Hessian diagonal, second derivative wrt a single weight

sebamenabar · September 13, 2018, 9:58pm

Hello, I’m trying to build the diagonal of the Hessian Matrix of the loss wrt to the weights.

It can be achieved by iterating over each element of the first derivative of the loss and taking it’s derivative wrt to the weights again. The problem is that it is a very heavy computation, and I think very impractical for ‘big’ (not really compared to the really big ones) networks, over 1M parameters.
This can be achieved with the following code

def eval_hessian(loss, weights):
    # https://discuss.pytorch.org/t/compute-the-hessian-matrix-of-a-network/15270/3
    loss_grad = grad(loss, weights, create_graph=True, retain_graph=True)

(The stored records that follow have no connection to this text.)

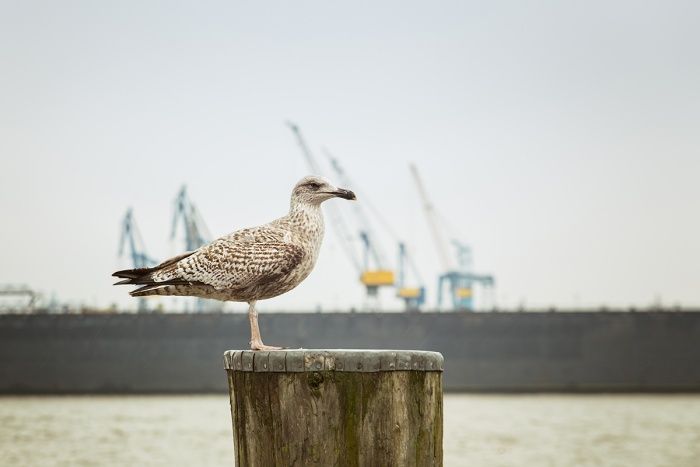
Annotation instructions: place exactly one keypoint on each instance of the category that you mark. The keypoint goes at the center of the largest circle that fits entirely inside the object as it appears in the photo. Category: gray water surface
(480, 430)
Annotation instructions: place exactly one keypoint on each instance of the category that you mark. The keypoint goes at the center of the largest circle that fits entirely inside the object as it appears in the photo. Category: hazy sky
(559, 138)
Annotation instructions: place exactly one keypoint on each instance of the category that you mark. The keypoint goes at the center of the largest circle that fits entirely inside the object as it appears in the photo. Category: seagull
(251, 264)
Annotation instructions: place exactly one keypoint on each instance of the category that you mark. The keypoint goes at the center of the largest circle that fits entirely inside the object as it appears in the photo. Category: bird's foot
(258, 345)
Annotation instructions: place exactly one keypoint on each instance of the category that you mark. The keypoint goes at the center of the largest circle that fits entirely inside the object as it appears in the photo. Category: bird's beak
(345, 194)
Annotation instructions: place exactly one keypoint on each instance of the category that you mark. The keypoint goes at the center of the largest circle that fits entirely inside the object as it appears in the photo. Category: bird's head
(314, 190)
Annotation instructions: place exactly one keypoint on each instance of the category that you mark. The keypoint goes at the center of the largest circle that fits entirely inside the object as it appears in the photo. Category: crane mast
(131, 238)
(431, 218)
(196, 235)
(459, 280)
(339, 225)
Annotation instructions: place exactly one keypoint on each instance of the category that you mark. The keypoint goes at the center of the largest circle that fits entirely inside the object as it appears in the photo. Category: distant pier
(485, 352)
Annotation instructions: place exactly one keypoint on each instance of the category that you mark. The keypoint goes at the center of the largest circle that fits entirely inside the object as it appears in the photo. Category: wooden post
(336, 407)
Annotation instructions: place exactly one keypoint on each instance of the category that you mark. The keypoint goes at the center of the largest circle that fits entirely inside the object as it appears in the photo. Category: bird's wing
(241, 259)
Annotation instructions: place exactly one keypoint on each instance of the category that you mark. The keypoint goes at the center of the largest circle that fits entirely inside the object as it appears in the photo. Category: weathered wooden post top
(336, 407)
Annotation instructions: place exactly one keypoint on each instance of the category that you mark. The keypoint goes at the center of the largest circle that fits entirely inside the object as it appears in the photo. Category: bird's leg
(255, 339)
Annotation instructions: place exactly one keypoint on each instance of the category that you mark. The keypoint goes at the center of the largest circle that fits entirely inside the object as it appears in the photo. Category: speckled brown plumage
(250, 264)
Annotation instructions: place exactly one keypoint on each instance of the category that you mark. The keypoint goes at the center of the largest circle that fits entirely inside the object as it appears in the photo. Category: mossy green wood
(328, 416)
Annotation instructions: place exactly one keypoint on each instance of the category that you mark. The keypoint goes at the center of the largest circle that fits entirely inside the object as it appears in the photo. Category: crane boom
(339, 225)
(432, 221)
(366, 233)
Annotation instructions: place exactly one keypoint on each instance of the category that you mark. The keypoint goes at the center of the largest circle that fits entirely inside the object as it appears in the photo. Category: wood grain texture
(331, 418)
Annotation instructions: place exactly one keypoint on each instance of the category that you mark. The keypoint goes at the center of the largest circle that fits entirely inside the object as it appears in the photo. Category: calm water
(480, 430)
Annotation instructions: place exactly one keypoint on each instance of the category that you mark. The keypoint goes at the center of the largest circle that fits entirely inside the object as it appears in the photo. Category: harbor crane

    g_vector = torch.empty((0,))
    for g in loss_grad:
        g_vector = torch.cat([g_vector, g.contiguous().view(-1)])
    l = g_vector.size(0)
    hessian = torch.zeros(l, l)
    for idx in range(l):
        grad2rd = grad(g_vector[idx], weights, create_graph=True, retain_graph=True)
        g2 = torch.empty((0,))
        for g in grad2rd:
            g2 = torch.cat([g2, g.contiguous().view(-1)])
        hessian[idx] = g2
    return hessian

Since I only need the diagonal of the matrix I tried some modifications that would only take the second derivative wrt to the same weight of the first derivative, and not compute the whole matrix, like the following:

def eval_hessian_diag(loss, weights):
    def cat_tensors(tensors):
        t_tensor = torch.empty((sum(t.numel() for t in tensors),))
        offset = 0
        for t in tensors:
            t_tensor[offset:offset + t.numel()] = t.contiguous().view(-1)
            offset += t.numel()
        return t_tensor
    
    loss_grad = grad(loss, weights, create_graph=True, retain_graph=True)
    g_tensor = cat_tensors(loss_grad)
    w_tensor = cat_tensors(weights)
    
    l = g_tensor.size(0)
    hessian_diag = torch.empty(l)    
    for idx in range(l):
        grad2rd = grad(g_tensor[idx], w_tensor[idx], create_graph=True)
        hessian_diag[l] = grad2rd[0]

    return hessian_diag

But when I do this I get the error:
RuntimeError: One of the differentiated Tensors appears to not have been used in the graph. Set allow_unused=True if this is the desired behavior.
The originates here
grad2rd = grad(g_tensor[idx], w_tensor[idx], create_graph=True)
I found out that the grad needs to be wrt to the whole weight tensor (i.e. the complete matrix of weights of a NN layer), and cannot be computed with respect to a single weight.

So my question is if there is another way to compute the diagonal of the Hessian, or the second derivative without having to compute it wrt to every possible pair of weights.

n-gao · July 16, 2020, 9:00am

You certainly have solved this issue by now but to help the next lost soul. The line is supposed to be:

grad2rd = grad(g_tensor[idx], w_tensor[idx], retain_graph=True)

Ethan_R · May 22, 2021, 1:08am

Hello, I attempted the solution you proposed here yet I’m still getting the same error. Can you perhaps spot why?

def eval_hessian_diag(loss, model):
	def cat_tensors(tensors):
		t_tensor = torch.empty((sum(t.numel() for t in tensors),))
		offset = 0
		for t in tensors:
			t_tensor[offset:offset + t.numel()] = t.contiguous().view(-1)
			offset += t.numel()
		return t_tensor
	weights = list(model.parameters())
	loss_grad = grad(loss, weights, create_graph=True, retain_graph=True)
	g_tensor = cat_tensors(loss_grad)
	w_tensor = cat_tensors(weights)
    
	l = g_tensor.size(0)
	hessian_diag = torch.empty(l)   
	for idx in range(l):
		grad2rd = grad(g_tensor[idx], w_tensor[idx], retain_graph=True)
		hessian_diag[l] = grad2rd[0]

	return hessian_diag

Just to clarify the difference between my function and the one above is that this function takes in the model and then gets the weights by performing list(model.parameters()). I did this to make it clear where the weights are coming from.